Vayechi: Spiritual Care For The Dying

Photo Credit: D-Gernz on Flickr

This week’s Torah reading, Vayechi, begins by telling us that our patriarch Jacob, “lived 17 years in the land of Egypt,” once he had been reunited with his beloved son, Joseph. This sentence sets the stage for the end of the patriarchal era, as well as the book of Bereshit, Genesis. Thinking back several chapters, a careful reader might remember that Joseph was 17 years old when he was sold to the passing caravan, and these two periods bookend Jacob’s life.

In his translation of the TaNaKh, Robert Alter comments that Joseph spent the first 17 years of his life in “his father’s lap,” and Jacob spent his last 17 years in “Joseph’s lap.” The parent-child dynamic has shifted, as so often happens as we age. We grow up needing our parents, and they end up needing us.

What Jacob needs from Joseph isn’t physical or medical care; he has 11 sons and their families to take care of him. What he needs from his favored son is spiritual support. He needs the assurance that his life has had meaning, that he has made a difference in the world, and that his progeny will carry on his work and legacy. For this, he turns to Joseph, the son who has become second-in-command to Pharaoh, and has raised his family in Egypt.

Jacob is the first person in the Torah who has some notice of his impending death; and according to Midrash, he asked the Holy One of Blessing to give him time–rather than simply being alive one moment and not the next–to put his affairs in order.
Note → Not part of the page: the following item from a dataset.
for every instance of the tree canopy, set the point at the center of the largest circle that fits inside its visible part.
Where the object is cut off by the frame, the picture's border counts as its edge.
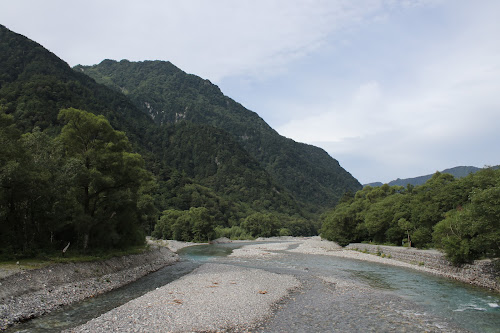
(460, 216)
This is also the origin of saying “Gezundheit,” or “God Bless You,” when someone sneezes (see Pirkei d’Rabbi Eliezer 52).

Jacob was able to live out his last days knowing that his grandsons, Ephraim and Menashe, who had been born in Egypt, would be guarantors of the faith and belief system he had inherited from his fathers, Abraham and Isaac. While father and son may not have lived in close proximity between the Egyptian capital and Goshen, the spiritual connection transcended the distance.

Whether we care for a parent, friend or other relative, if we’re the one being cared for, while we have our basic physical needs taken care of, may we also blessed with the spiritual support and connections to our faith, to the Divine, and to others.